Yet, as you say, I feel it is necessary to emphasize that we Western women have some much less visible but just as real scars... I think that, too often, we assume we know the answers, that our way of thinking is "good" while any society where, for instance, women are oppressed, is "evil". It wouldn't be hard for someone in Afghanistan (or the other side of a South African town) to look at "Western life" and see rampant "evil" - divorce, teenage suicide, materialism... also, I realize more and more, a battle of the sexes that destroys both sexes.
Some of us, by God's grace, are growing out of these scourges. And yes, we certainly can lend some of our authority/recognition to other women. But then let it be not primarily as Americans or Afrikaners or Westerners but as children of God, who are having our minds transformed.

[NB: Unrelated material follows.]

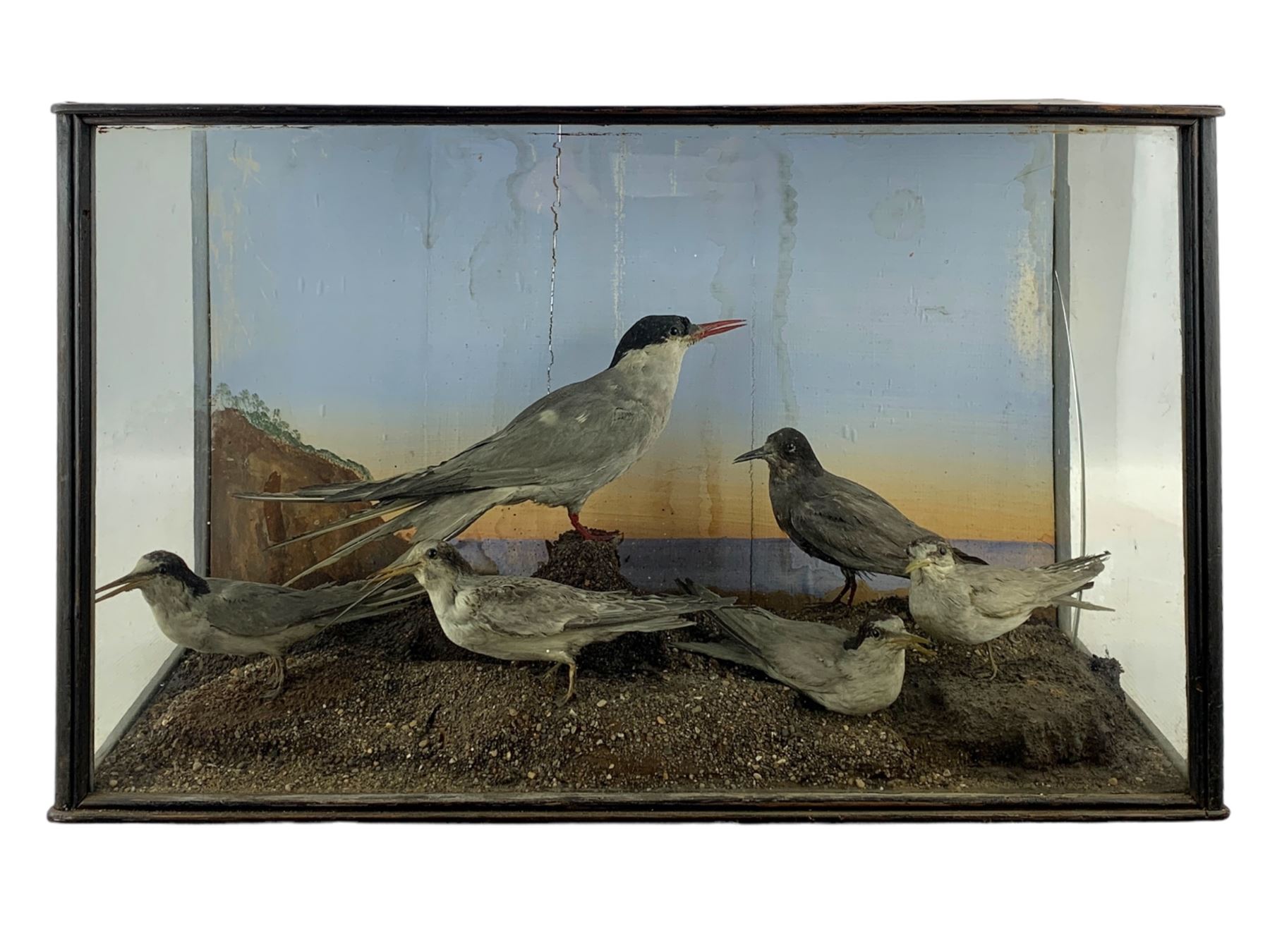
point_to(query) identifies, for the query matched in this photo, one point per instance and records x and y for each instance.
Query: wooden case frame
(75, 798)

Posted by: Cara Meintjes on October 13, 2007

Camerin,

Thank you for showing us, here in America how
much we can do for our sisters all over the
world, by praying for them, each time they
enter our minds. The Lord of Lords can and
will do miracles when his people pray. Count
me in, to be a prayer warrior on behalf of the persecuted church.Thank you for opening our eyes. In His Glorious Name, ~Vicki

Posted by: Vicki on October 15, 2007

Ms. Courtney
I am thankful to Yahweh Almighty for people like you and the resorces that you have to help others, you make the words "Am I My Brother's Keeper" come to life, I will continually pray for you and your endeavors, as well as all the women all around the world for God's peace. When you live in a world of freedom it becomes hard to acknolledge that others suffer. Blessings to you and yours. May Yahweh lead your path, in his sons holy name.

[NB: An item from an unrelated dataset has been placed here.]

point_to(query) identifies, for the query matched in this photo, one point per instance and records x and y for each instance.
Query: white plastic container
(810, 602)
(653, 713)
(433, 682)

Posted by: Noemi on October 17, 2007

Camerin - thank you for your passionate blog. While I truly was moved reading it (I share this same burden for hurting women), I share Cara's thought posted above that we must be sure our passionate service be not to any human culture or line of thought, but to God alone...

SO, in keeping with His Word which asks the older women to instruct the younger women, I give you this advice: Always check that the "freedom" you share with these hurting women is Christ's freedom and not worldly "liberation."

May God bless and keep you and enlarge your circle of influence!